棋院に一番近いコンビニへ買出しに出たところ、偶然女流の桜野さんと遭遇し、彼女もこれから棋院に行くところだというので一緒に行こうということりなり、

 

「それで、塔矢先生の新婚生活ってどうなんですか?」

振ってくる話題は絶対それだよね、みなさん。

研究会に参加している塔矢門下の棋士を捕まえれば、そりゃあちょっとくらい聞きたくなる気持ちも分かるよ。

でも研究会内でのことなら分かるけれど、新婚生活のことまで分かるわけないじゃないか。

 

「3人とも仲良く生活しているみたいですよ。アキラもこれといって彼女に不満があるわけでもない様子だし」

 

「3人共通の趣味は囲碁ですものねー」

 

夫婦円満、家庭円満の秘訣は相互理解と共通の趣味だとか何とか、午後のワイドショーが言ってた気がするが、

 

「だけど……saiと知らず彼女を見つけた塔矢先生もだけど、彼女もよく自分の父親より年上の男と結婚する気になったと思うよ……」

 

男の方は若い子を掴まえたと賞賛されるかもしれないが、女の子の方を考えると……本当にその決断は正しかったのかと頭を捻ってしまう。

最後は本人同士がそれでよければ、いくら他人が何を言ってもどうしようもないんだけれど。

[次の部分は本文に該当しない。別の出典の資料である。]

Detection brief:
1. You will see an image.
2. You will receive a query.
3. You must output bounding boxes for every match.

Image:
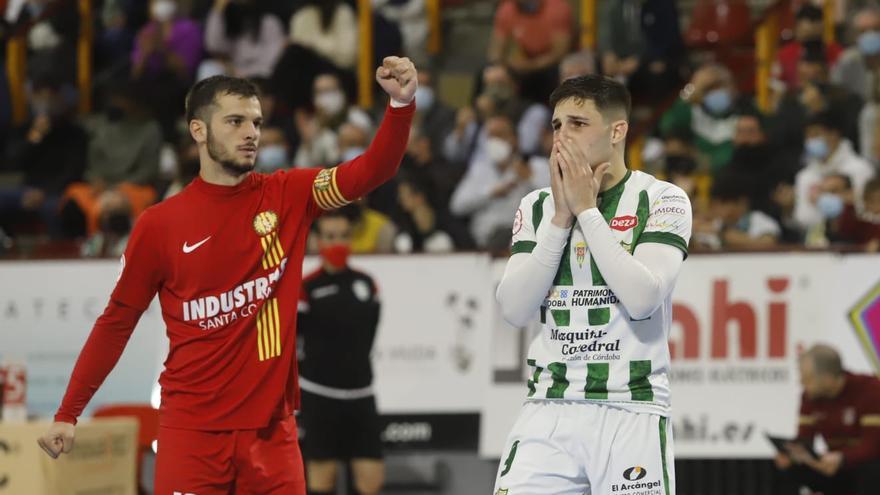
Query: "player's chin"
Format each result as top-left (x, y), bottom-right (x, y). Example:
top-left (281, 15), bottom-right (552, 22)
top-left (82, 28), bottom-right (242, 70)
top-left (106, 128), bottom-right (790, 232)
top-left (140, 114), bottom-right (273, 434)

それでも、家政婦さん以外は男しかいなかったあの塔矢家に、可愛い女子高生がいる光景というのは、いまだに違和感がある。

「そうかしら?私は塔矢名人いいと思いますケド」

 

「えっ!桜野さんも枯れ専!?」

 

「違います!失礼な!そういう意味ではなく、付き合う恋人としてではなく、結婚相手としてよくよく塔矢先生を見れば、かなりイイ線いってると思いますよ」

 

「どこが!?だってあと数年で還暦だよ!?」

 

「経済力は今更言う必要なし。浮気の可能性もほぼゼロなのは、これまでの経歴が証明済み。容姿だって別にデブとか頭ハゲてるわけでもないし、至って和服の似合う渋い男性で十分通りますよ。オマケに先生は囲碁界No.1の実力者。saiだった彼女にしてみればこれ以上の好条件の結婚相手はいないと思いますね。まぁ、確かに塔矢先生のご年齢は考え物ですが、彼女が良ければ歳なんてどうでもいいんですよ」

 

「……女性が現実主義ってホントだったんだね」

 

 

「男が夢見がちなだけなんです」

 

そう断言されると、反論できません。

年下だけど、桜野さんの方が自分より人生達観しているんだね……。

って、棋院に入る建物の角から中の様子を伺って、長い髪を垂らした見覚えある後ろ姿は、

 

「ヒカルちゃん?」

 

「えっ?」

 

女子高生の制服姿の女の子がクルリと振り向けば、ほらやっぱり。

 

「芦原さんか、びっくりしちゃったっ」

 

「ヒカルちゃんこそどうしたの?こんなところで。塔矢先生に何か急用?」

 

 

「急用ってほどでもないんだけど、ちょっと……」

 

うっすら頬を染め、俯きつつもごもごと口ごもりながらも、ここ(棋院)にヒカルちゃんがわざわざ来た目的が塔矢先生ってことは当たりなわけか。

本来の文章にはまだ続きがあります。